Depuis le lancement en Chine des réformes économiques de la fin des années 1970, les investissements dans les infrastructures ont constitué la colonne vertébrale du miracle économique chinois. Ces investissements ont créé de nouvelles opportunités pour l’entrepreneuriat privé, tout en assurant aux entreprises d’État un marché à l’échelle sans égale. Néanmoins, depuis l'avènement de la "nouvelle ère" (新时代) annoncée par Xi Jinping, le poids donné aux infrastructures stratégiques va désormais au-delà du simple développement économique. L’Europe a opéré un changement de perspective sur la Chine s’adaptant à l’effet combiné de la taille du marché chinois, de la vision de Xi Jinping d’une Chine leader dans le monde, et de la tendance des grandes entreprises chinoises d'infrastructures à mener des stratégies d'intégration verticale. L’espoir européen de mener une relation économique centrée sur les bénéfices mutuels a dû prendre en considération les asymétries inéquitables dans les modes opératoires des grands fournisseurs d’infrastructure, et les risques de sécurité créés par l’effet de levier excessif dont ils disposent, d’autant que la présence dans les infrastructures s’accompagne souvent d’un accès à des données sensibles.

Prenons l’exemple de trois entreprises chinoises évoluant dans trois secteurs économiques différents : COSCO (China Ocean Shipping Company), State Grid Corporation of China et Huawei Technologies. Chacune opère dans un secteur jugé important par le gouvernement chinois d’un point de vue stratégique : le commerce mondial et la logistique, les infrastructures et la distribution d'énergie, et les télécommunications et les technologies. Chacune investit massivement dans l'innovation. Chacune a fini par rencontrer une résistance fortement politisée dans ses efforts de développement en Europe - soit pour des raisons de sécurité nationale, soit du fait de distorsions faussant la libre concurrence sur le marché - distorsions induites par le capitalisme d'État chinois.

La position dominante de COSCO dans le domaine de la logistique maritime découle du caractère complet de son intégration horizontale et verticale : elle possède et exploite à la fois lignes maritimes, transporteurs, navires spécialisés, terminaux, chantiers navals et gère en parallèle la logistique des chaînes d'approvisionnement. COSCO s'aligne sur les objectifs de sécurité nationale de la Chine en intégrant les actifs maritimes civils aux opérations militaires, en soutenant la marine de l'Armée populaire de libération (APL) et en renforçant l'influence chinoise sur les principales routes commerciales du monde.

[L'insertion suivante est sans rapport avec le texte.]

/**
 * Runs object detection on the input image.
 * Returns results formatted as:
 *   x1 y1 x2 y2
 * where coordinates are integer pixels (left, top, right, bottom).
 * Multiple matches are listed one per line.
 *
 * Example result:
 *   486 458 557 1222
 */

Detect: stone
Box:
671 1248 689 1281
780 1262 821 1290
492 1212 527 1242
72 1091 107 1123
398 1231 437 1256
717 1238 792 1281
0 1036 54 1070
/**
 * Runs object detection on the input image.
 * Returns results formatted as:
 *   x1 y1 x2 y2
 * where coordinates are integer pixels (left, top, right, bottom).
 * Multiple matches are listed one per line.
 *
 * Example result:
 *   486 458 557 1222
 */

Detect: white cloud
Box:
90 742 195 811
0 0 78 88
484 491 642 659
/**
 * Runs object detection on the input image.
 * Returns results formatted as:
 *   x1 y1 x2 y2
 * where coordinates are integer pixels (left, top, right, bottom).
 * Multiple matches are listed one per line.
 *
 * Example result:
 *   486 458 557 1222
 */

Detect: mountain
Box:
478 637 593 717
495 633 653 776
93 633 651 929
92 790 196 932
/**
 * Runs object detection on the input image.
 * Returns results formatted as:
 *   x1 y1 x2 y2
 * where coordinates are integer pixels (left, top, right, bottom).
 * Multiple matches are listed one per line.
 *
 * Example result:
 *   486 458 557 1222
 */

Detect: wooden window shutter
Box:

State Grid Corporation, qui fournit de l’électricité à plus d’un milliard de personnes dans 26 provinces chinoises, avec un chiffre d’affaires annuel qui dépasse 450 milliards de dollars, opère à une échelle comparable à celle de pays entiers. State Grid exerce une influence politique importante en Chine et joue un rôle clé dans l’élaboration des politiques énergétiques du pays, y compris son "objectif double carbone" (双碳). L’entreprise mise sur les lignes de transmission à ultra-haute tension et a investi, rien qu’en 2023, la somme de 76 milliards de dollars pour développer ces couloirs à ultra-haute tension et encourager l’intégration des énergies vertes. State Grid poursuit en parallèle une stratégie de développement mondial à travers des investissements stratégiques réalisés dans le transport d’énergie.

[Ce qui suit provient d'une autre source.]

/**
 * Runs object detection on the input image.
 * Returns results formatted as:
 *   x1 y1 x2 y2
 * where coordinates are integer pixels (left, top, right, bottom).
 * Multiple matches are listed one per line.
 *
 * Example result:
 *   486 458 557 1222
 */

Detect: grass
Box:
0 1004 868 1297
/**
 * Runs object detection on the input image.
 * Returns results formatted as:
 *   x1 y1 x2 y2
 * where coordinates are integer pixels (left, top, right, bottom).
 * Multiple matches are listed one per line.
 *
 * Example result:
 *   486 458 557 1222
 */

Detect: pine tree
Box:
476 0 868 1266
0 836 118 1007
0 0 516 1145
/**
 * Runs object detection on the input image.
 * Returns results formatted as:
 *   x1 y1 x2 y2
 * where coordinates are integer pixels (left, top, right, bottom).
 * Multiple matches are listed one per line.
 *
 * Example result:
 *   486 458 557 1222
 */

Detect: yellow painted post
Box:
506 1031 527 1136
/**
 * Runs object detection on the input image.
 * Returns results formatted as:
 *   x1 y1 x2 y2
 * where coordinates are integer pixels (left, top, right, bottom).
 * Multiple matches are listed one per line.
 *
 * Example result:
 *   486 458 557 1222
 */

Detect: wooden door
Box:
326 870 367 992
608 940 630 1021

Depuis le lancement en Chine des réformes économiques de la fin des années 1970, les investissements dans les infrastructures ont constitué la colonne vertébrale du miracle économique chinois.

Huawei a habilement surmonté les défis posés par les sanctions américaines, dont beaucoup pensaient en 2020 et 2021 qu'elles décimeraient ses activités de conception de smartphones et de semi-conducteurs. Tirant parti de son accès privilégié au vaste marché intérieur chinois et de ses investissements conséquents dans l’intelligence artificielle, le cloud computing et les systèmes d'exploitation, Huawei a enregistré une forte hausse de ses bénéfices début 2024. En 2023, l'entreprise a présenté sa stratégie "All Intelligence", qui vise à tout connecter en étendant le périmètre d’application des modèles d'intelligence artificielle à grande échelle aux individus, aux familles et à de nombreux secteurs économiques. Cette stratégie vise l’intégration parfaite des différents secteurs d'activité de Huawei.

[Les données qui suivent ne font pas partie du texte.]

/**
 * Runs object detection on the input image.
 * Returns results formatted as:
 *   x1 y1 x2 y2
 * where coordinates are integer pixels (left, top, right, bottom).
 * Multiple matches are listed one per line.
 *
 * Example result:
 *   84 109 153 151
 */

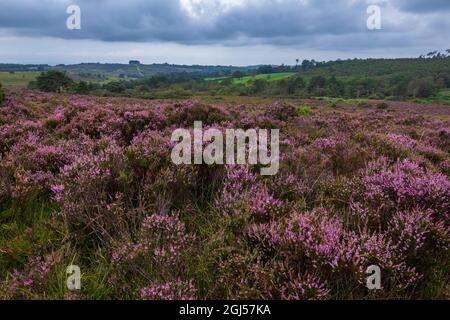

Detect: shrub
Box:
297 105 311 117
36 70 73 92
0 83 5 105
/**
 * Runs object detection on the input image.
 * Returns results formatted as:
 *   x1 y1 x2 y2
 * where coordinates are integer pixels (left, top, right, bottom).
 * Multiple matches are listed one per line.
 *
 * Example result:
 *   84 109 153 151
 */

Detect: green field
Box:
205 72 296 84
0 71 40 88
418 89 450 104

Il subsiste une certaine ambivalence en Europe dans la manière d’appréhender nos relations avec les grandes entreprises chinoises, en particulier celles dont les activités ont trait aux infrastructures critiques. On observe certes une prise de conscience générale du fait que le système politique de la République populaire de Chine permet à l'État de mobiliser ces entreprises en tant qu’instruments d'influence, de contrôle et peut-être même de rétorsion en cas de tensions politiques. Malgré cela, l’Europe n’investit pas assez de ressources dans la compréhension des stratégies propres de ces entreprises et de leurs méthodes opérationnelles.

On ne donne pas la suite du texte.